Summer Movie Preview: May | EW.com

Movies

Summer Movie Preview: May

Inside looks at "Cliffhanger," "Sliver," and more films debuting in May 1993

Just what is it that Arnold Schwarzenegger is pondering? Could it be the demise of the traditional sequel-heavy summer-movie season? That’s right, aside from second helpings of three comedies (Hot Shots!, Stakeout, and Weekend at Bernie’s) and yet another ”final” visit from Jason, your local multiplex will be 100 percent sequel-free. But don’t be fooled into thinking Hollywood is coming up with original ideas. Do any of these blockbuster wannabes sound familiar? Sharon Stone in an erotic thriller? Schwarzenegger and Sylvester Stallone in megabuck action movies? Clint Eastwood as a maverick lawman? A special-effects-driven adventure from Steven Spielberg? As for comedy, how about a big-screen version of a Saturday Night Live sketch, Meg Ryan in a Nora Ephron-penned romance, and Whoopi Goldberg’s third annual early-summer farce?

MAY

CLIFFHANGER
Starring Sylvester Stallone, Janine Turner, John Lithgow, Michael Rooker. Directed by Renny Harlin.

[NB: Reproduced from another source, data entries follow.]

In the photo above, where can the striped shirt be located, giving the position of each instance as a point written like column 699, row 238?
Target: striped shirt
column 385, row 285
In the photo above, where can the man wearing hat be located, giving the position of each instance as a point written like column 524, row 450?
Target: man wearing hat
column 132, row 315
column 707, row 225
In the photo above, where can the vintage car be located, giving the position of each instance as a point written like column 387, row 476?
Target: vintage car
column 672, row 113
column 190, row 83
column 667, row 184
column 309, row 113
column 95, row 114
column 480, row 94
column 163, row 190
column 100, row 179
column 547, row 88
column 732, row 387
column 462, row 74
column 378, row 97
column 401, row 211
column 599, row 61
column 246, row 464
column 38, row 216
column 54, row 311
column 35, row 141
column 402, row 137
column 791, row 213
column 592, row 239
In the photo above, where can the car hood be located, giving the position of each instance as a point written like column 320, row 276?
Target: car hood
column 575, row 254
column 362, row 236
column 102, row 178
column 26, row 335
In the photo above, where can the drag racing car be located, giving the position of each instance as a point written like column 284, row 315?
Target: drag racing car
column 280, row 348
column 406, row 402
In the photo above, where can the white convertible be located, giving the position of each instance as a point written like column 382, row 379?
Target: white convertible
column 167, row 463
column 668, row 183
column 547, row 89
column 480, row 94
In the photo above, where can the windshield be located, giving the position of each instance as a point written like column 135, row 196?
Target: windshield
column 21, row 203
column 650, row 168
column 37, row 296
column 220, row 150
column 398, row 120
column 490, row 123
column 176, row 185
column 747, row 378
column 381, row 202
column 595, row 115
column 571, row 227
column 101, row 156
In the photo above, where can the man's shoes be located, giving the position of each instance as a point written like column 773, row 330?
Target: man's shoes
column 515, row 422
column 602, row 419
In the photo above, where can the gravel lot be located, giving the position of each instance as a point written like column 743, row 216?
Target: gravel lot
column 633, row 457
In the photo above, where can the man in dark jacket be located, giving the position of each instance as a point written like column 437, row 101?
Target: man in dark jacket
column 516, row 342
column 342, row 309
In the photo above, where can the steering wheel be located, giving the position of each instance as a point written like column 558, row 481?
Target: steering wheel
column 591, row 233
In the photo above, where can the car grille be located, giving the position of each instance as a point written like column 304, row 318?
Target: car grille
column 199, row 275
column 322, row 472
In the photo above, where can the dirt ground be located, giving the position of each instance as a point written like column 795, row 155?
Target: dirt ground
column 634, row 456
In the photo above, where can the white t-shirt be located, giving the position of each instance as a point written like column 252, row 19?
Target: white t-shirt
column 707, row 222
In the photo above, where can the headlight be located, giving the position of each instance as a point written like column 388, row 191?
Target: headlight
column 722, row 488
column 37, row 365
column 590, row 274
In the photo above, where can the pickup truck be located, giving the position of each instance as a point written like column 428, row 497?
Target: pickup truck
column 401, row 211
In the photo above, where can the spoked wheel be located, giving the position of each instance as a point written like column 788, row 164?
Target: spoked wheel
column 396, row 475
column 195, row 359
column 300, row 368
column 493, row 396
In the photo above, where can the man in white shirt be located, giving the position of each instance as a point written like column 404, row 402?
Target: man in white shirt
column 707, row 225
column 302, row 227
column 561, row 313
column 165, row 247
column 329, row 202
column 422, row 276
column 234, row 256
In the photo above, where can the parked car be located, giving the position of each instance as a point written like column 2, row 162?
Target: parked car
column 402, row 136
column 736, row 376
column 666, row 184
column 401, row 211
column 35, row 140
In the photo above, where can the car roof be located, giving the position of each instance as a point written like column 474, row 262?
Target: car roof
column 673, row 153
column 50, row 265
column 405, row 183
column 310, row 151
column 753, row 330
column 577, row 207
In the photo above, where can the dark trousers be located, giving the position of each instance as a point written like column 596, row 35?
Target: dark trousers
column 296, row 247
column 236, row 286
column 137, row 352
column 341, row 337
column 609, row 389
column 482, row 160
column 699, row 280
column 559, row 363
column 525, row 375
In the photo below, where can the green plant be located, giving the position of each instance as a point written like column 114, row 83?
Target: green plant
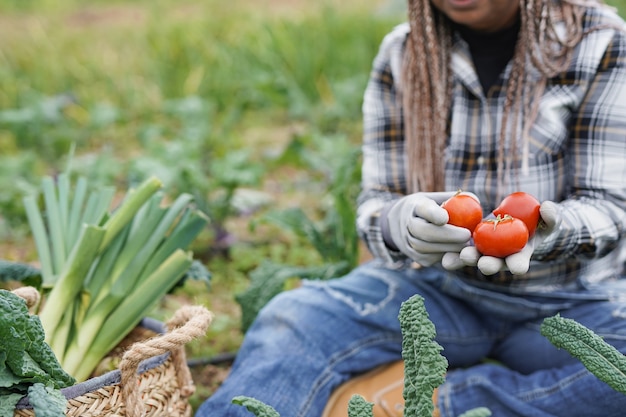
column 104, row 271
column 600, row 358
column 28, row 366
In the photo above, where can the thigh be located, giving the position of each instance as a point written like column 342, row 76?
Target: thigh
column 365, row 305
column 526, row 350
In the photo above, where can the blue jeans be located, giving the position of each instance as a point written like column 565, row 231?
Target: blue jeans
column 308, row 341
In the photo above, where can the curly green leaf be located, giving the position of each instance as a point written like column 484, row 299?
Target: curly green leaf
column 600, row 358
column 424, row 365
column 359, row 407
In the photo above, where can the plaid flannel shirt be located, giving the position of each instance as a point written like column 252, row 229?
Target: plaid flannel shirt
column 576, row 155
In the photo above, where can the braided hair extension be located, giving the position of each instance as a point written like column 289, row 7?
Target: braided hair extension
column 540, row 53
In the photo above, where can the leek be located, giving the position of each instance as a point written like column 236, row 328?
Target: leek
column 104, row 270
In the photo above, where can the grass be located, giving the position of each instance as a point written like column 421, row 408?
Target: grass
column 217, row 98
column 220, row 99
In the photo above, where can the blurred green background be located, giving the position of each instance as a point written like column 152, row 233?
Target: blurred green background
column 252, row 106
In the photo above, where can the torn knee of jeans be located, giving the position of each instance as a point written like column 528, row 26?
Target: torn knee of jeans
column 367, row 302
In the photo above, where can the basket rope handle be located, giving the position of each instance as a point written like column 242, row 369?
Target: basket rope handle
column 187, row 324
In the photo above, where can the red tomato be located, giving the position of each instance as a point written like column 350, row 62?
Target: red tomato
column 522, row 206
column 500, row 237
column 464, row 211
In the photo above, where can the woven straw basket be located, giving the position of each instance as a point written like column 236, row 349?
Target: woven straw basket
column 153, row 378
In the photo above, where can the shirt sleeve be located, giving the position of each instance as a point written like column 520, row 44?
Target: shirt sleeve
column 594, row 216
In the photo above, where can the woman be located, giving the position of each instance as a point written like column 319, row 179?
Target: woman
column 492, row 97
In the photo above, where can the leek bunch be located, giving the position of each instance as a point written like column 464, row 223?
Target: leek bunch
column 104, row 271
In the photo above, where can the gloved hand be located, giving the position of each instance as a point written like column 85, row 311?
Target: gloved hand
column 517, row 263
column 417, row 226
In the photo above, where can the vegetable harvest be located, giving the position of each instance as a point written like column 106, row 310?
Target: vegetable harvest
column 105, row 270
column 28, row 366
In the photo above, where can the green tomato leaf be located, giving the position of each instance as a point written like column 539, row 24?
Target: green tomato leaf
column 600, row 358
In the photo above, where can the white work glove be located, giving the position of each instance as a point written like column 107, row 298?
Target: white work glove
column 517, row 263
column 418, row 227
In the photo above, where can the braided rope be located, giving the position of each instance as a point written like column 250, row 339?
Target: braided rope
column 188, row 323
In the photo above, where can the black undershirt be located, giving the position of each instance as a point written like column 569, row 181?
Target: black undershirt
column 490, row 51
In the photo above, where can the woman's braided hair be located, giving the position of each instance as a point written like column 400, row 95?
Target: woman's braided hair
column 428, row 86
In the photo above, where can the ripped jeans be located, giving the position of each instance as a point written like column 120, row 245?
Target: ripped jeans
column 308, row 341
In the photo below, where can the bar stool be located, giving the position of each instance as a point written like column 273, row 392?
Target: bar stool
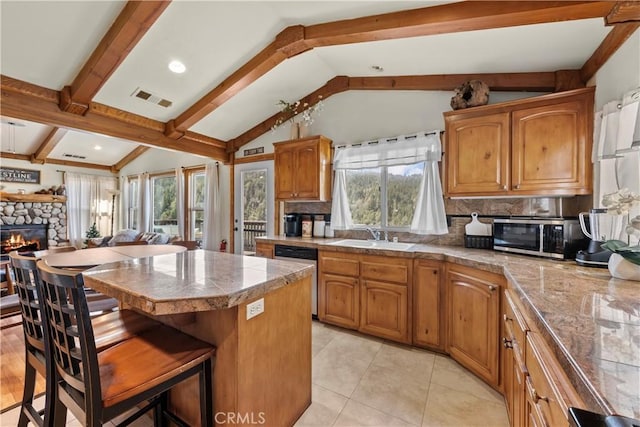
column 110, row 329
column 97, row 386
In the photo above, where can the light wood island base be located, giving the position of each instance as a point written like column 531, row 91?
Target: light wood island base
column 262, row 373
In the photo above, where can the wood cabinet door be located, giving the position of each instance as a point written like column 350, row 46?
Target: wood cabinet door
column 550, row 149
column 307, row 171
column 339, row 300
column 384, row 310
column 428, row 305
column 285, row 177
column 474, row 302
column 477, row 155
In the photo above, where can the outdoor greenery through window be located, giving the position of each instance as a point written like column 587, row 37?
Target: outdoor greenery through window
column 165, row 217
column 384, row 196
column 196, row 206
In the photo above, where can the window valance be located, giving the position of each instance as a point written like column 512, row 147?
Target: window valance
column 401, row 150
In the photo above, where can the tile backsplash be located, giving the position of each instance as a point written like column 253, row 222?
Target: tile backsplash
column 538, row 206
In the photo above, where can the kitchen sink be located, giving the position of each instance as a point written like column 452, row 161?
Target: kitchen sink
column 372, row 244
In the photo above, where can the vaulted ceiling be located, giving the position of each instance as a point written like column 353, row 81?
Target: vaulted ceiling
column 71, row 70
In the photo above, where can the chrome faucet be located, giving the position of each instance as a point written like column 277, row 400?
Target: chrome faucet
column 374, row 233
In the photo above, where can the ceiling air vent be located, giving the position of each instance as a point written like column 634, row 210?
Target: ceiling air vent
column 149, row 97
column 74, row 156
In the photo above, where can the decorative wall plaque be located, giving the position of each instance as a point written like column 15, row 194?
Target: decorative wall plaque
column 27, row 176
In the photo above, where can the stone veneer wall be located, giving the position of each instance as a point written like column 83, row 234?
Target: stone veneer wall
column 568, row 206
column 52, row 213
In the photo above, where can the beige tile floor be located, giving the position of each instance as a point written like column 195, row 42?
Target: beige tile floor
column 363, row 381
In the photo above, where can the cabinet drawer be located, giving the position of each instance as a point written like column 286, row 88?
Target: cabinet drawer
column 549, row 392
column 339, row 264
column 385, row 270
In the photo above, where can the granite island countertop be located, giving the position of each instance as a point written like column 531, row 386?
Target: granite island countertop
column 192, row 281
column 590, row 320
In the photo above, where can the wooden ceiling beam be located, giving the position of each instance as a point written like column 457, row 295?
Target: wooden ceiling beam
column 22, row 105
column 505, row 82
column 624, row 11
column 132, row 23
column 134, row 154
column 448, row 18
column 616, row 38
column 452, row 18
column 49, row 143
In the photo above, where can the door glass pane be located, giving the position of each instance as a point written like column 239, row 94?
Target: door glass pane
column 254, row 202
column 363, row 192
column 165, row 218
column 403, row 184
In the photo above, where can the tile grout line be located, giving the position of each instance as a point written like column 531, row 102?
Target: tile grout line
column 433, row 367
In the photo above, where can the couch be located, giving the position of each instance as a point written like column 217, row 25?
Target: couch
column 128, row 235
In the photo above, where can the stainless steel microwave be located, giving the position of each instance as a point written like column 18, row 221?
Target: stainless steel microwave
column 547, row 237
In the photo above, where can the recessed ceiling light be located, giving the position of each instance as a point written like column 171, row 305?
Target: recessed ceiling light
column 177, row 67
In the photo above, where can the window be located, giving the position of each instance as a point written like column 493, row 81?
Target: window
column 134, row 200
column 385, row 196
column 165, row 216
column 195, row 207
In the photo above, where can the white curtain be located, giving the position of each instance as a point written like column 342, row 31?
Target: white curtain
column 180, row 202
column 88, row 202
column 145, row 205
column 216, row 201
column 340, row 212
column 616, row 150
column 429, row 215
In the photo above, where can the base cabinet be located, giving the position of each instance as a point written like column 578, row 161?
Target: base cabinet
column 384, row 310
column 428, row 305
column 474, row 307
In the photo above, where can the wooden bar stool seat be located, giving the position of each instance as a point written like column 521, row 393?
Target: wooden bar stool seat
column 97, row 386
column 109, row 329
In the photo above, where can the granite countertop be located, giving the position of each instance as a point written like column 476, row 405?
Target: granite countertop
column 192, row 281
column 590, row 320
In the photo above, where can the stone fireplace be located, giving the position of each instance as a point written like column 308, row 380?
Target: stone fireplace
column 26, row 237
column 38, row 217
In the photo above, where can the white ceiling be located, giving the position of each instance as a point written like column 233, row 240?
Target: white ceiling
column 47, row 43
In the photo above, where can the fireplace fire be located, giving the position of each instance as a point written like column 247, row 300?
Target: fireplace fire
column 23, row 238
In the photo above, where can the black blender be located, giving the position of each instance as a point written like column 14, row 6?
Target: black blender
column 602, row 227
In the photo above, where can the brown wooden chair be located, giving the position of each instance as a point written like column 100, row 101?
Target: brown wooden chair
column 97, row 386
column 110, row 329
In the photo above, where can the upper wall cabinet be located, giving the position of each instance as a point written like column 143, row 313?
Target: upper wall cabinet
column 534, row 146
column 303, row 169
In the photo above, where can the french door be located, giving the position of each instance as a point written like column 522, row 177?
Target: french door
column 254, row 204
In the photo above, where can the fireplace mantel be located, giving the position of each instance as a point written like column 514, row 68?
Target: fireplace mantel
column 41, row 198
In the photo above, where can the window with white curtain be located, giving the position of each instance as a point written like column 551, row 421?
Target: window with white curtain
column 134, row 197
column 391, row 183
column 164, row 202
column 384, row 197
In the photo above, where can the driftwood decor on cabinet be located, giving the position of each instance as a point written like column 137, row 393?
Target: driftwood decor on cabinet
column 534, row 146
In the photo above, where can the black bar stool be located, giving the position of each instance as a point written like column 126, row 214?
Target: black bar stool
column 109, row 328
column 100, row 385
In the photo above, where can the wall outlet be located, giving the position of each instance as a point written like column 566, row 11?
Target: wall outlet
column 255, row 308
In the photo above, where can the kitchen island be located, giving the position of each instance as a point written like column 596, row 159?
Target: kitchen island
column 262, row 372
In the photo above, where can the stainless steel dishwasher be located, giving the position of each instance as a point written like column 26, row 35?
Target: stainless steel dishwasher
column 305, row 256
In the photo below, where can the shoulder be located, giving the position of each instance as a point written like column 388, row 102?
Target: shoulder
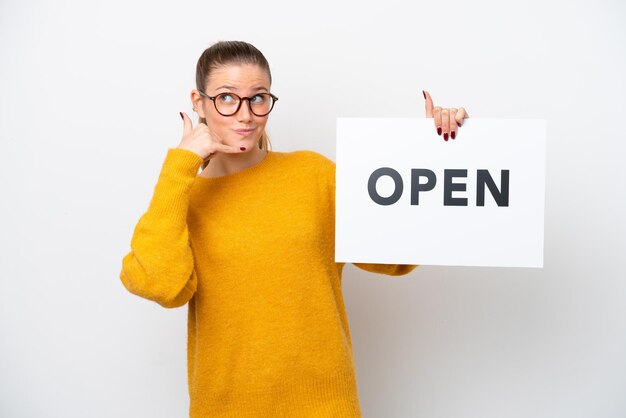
column 306, row 161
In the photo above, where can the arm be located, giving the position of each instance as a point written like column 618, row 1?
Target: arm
column 160, row 265
column 389, row 269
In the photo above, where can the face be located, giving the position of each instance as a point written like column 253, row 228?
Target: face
column 244, row 128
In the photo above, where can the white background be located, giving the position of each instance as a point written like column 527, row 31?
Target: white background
column 89, row 100
column 429, row 233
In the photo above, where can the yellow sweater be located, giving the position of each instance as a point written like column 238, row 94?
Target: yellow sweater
column 253, row 255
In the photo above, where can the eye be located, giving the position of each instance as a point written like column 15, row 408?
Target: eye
column 259, row 98
column 227, row 98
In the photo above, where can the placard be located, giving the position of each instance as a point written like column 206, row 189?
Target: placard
column 406, row 196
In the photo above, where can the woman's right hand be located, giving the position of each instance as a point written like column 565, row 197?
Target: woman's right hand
column 201, row 140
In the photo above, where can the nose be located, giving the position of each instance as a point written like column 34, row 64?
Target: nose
column 244, row 114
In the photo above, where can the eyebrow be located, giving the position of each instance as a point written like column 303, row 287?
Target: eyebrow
column 235, row 88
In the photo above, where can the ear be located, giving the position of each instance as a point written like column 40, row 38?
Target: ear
column 197, row 103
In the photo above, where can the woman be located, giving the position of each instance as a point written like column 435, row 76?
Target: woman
column 249, row 244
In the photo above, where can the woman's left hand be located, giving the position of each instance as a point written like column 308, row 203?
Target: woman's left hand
column 447, row 120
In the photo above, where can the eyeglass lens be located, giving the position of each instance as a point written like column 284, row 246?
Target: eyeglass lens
column 228, row 103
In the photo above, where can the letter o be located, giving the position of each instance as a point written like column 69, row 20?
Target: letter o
column 371, row 186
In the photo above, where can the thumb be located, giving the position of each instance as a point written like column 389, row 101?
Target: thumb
column 187, row 124
column 429, row 104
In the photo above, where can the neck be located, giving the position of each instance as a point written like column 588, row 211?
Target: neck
column 223, row 164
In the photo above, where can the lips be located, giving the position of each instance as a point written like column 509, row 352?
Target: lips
column 244, row 132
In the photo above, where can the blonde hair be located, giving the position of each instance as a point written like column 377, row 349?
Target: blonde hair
column 227, row 53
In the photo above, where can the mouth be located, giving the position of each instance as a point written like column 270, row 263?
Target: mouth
column 245, row 132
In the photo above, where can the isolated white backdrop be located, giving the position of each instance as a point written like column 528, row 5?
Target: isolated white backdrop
column 89, row 100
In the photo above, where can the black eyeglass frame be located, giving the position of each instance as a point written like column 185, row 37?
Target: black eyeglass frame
column 241, row 99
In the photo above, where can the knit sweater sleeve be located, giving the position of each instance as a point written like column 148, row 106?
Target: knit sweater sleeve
column 160, row 265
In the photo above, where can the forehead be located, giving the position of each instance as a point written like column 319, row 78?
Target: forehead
column 239, row 76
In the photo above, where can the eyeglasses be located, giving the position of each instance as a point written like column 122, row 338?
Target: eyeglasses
column 227, row 104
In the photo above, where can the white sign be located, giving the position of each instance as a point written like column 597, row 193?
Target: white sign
column 406, row 196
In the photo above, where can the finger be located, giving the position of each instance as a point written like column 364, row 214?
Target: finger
column 460, row 115
column 429, row 104
column 437, row 116
column 445, row 123
column 453, row 124
column 187, row 124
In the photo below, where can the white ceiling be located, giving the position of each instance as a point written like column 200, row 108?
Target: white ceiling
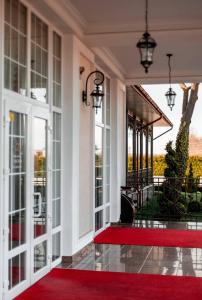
column 176, row 26
column 115, row 26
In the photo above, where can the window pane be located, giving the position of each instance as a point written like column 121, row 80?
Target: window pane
column 39, row 60
column 98, row 220
column 56, row 70
column 56, row 246
column 15, row 47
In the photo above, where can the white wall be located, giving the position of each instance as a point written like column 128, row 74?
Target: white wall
column 86, row 155
column 78, row 148
column 118, row 161
column 77, row 154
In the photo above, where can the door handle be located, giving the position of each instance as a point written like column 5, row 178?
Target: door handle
column 39, row 204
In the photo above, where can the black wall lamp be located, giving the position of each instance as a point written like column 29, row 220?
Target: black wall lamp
column 146, row 44
column 170, row 94
column 97, row 94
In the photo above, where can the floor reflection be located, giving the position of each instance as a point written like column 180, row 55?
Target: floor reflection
column 145, row 259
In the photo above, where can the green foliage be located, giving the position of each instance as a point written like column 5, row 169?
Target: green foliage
column 194, row 206
column 171, row 162
column 159, row 165
column 182, row 151
column 192, row 183
column 171, row 202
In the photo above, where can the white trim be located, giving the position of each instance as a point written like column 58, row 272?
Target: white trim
column 85, row 240
column 1, row 143
column 66, row 16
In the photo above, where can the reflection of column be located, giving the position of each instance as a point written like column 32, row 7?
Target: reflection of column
column 170, row 257
column 187, row 262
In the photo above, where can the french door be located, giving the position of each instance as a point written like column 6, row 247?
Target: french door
column 27, row 207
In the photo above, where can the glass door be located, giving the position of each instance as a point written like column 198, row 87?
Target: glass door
column 26, row 179
column 41, row 216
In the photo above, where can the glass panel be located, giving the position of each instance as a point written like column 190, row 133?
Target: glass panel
column 7, row 73
column 144, row 151
column 107, row 101
column 40, row 177
column 98, row 166
column 14, row 77
column 40, row 256
column 107, row 193
column 22, row 83
column 7, row 11
column 39, row 60
column 14, row 13
column 15, row 47
column 99, row 115
column 56, row 70
column 23, row 19
column 7, row 46
column 17, row 179
column 16, row 269
column 56, row 173
column 98, row 220
column 56, row 246
column 130, row 148
column 22, row 48
column 107, row 214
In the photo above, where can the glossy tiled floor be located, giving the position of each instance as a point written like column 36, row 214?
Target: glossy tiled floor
column 145, row 259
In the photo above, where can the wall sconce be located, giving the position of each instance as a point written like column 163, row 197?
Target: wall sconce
column 170, row 94
column 146, row 44
column 97, row 94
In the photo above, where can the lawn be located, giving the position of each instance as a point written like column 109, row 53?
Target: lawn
column 151, row 210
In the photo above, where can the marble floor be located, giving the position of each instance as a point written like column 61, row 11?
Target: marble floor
column 144, row 259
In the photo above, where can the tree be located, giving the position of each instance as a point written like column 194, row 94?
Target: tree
column 171, row 202
column 190, row 96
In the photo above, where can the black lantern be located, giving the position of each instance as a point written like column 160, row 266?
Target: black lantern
column 170, row 94
column 97, row 94
column 146, row 45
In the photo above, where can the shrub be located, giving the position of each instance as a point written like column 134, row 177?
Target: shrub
column 194, row 206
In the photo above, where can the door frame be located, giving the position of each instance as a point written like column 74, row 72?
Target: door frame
column 24, row 107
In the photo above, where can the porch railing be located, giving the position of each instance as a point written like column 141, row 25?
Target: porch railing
column 148, row 199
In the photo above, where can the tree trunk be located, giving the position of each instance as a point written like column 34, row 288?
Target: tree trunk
column 182, row 141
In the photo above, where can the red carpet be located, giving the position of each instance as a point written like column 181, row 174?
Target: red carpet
column 63, row 284
column 150, row 237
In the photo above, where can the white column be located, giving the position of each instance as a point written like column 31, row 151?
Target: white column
column 118, row 159
column 70, row 145
column 1, row 141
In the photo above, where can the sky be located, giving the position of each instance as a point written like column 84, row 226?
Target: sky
column 157, row 93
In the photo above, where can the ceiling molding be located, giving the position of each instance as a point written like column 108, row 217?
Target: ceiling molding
column 96, row 28
column 163, row 79
column 107, row 60
column 68, row 16
column 75, row 13
column 128, row 38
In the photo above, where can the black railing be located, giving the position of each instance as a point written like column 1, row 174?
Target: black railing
column 185, row 202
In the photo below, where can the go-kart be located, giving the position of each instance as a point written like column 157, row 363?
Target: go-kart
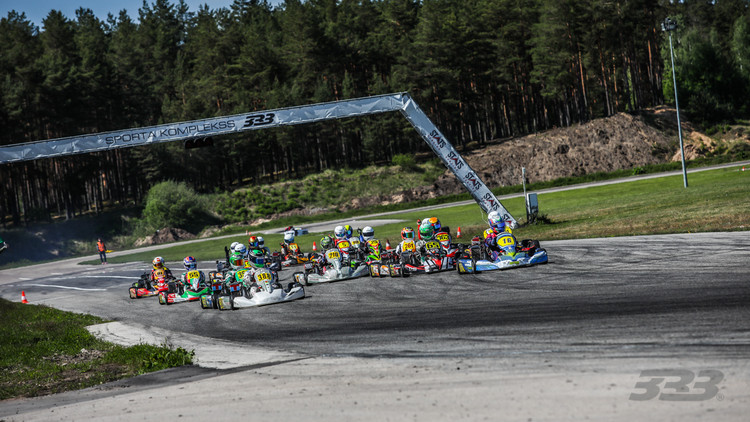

The good news for Turner, making her starring film debut in this action- adventure, was that she got to kiss Stallone. The catch was that the smooch took place on an icy, 12,000-foot precipice in the Alps, with the mercury hovering at 20 below. ”I’ve never been colder in my life,” says the Northern Exposure actress. ”By the time I kissed Sly, my lips were numb.”

For Stallone, the mountaintop scene was strangely symbolic: After two dud comedies (Oscar and Stop! Or My Mom Will Shoot), he’s hoping his role as a stoic mountaineer battling archvillain John Lithgow will re-establish his footing as an action star. And Carolco Pictures, which narrowly averted bankruptcy last year, has bet as much as $70 million that it will.

Director Harlin (Die Hard 2) was so sure his actors could perform many of the dizzying stunts that he strapped himself into a harness to demonstrate the simplicity of one peak-to-peak rescue. ”I try to surprise the audience by moving the camera,” says Harlin, referring to one shot that starts with Stallone on a rock face and pulls back to reveal a 4,000-foot drop below him. In that sequence, audiences will see the cliff but not the hanger: The safety cables that secured Stallone were digitally erased in postproduction. (May 28)

Buzz: The dialogue is so clunky, you’ll be glad that action speaks louder than words. A lot louder: Cliffhanger’s dazzling stunt sequences (have you seen that trailer?) leave no doubt who this summer’s real last action hero is.

SLIVER
Starring Sharon Stone, William Baldwin, Tom Berenger, Polly Walker. Directed by Phillip Noyce.

Sex! Sin! Scandal! And that’s just the backstage story. Throughout filming, Stone, who stars as a Manhattan book editor seduced into a life of voyeurism by her Peeping Tom neighbor (Baldwin), was understandably uptight about proving herself worthy of all the hype she ignited in last year’s Basic Instinct. The tension might have been to blame for her well-publicized on-set squabbles with Baldwin.

”Whenever a man or woman hits it big,” says her understanding producer, Robert Evans (Urban Cowboy, Chinatown), ”it’s a very confused time. They’re terribly nervous about their next movie. I was with John Travolta during Urban Cowboy. It was the same thing.”

But shooting Sliver was only half the battle. Director Noyce had his own struggles with the ratings board-some of them concerning the coital liaisons between Baldwin and Stone—and the disappointing test screening that led to extensive reshoots. Screenwriter Joe Eszterhas’ dark, ambiguous ending (the killer got the girl and they flew into a volcano together) was replaced by a more upbeat closing that had the final test audience cheering. During reshoots, the high-strung Evans was rushed to the hospital with high blood pressure, but he says the worry was worth it. ”Thank God for the reshoots,” he spin-controls. ”They made the picture 40 percent better, I have to admit it.” (Now playing)

Buzz: They like to watch—but will you? Curiosity should ensure a big opening, but for Sliver to have staying power, that new ending had better be a turn-on.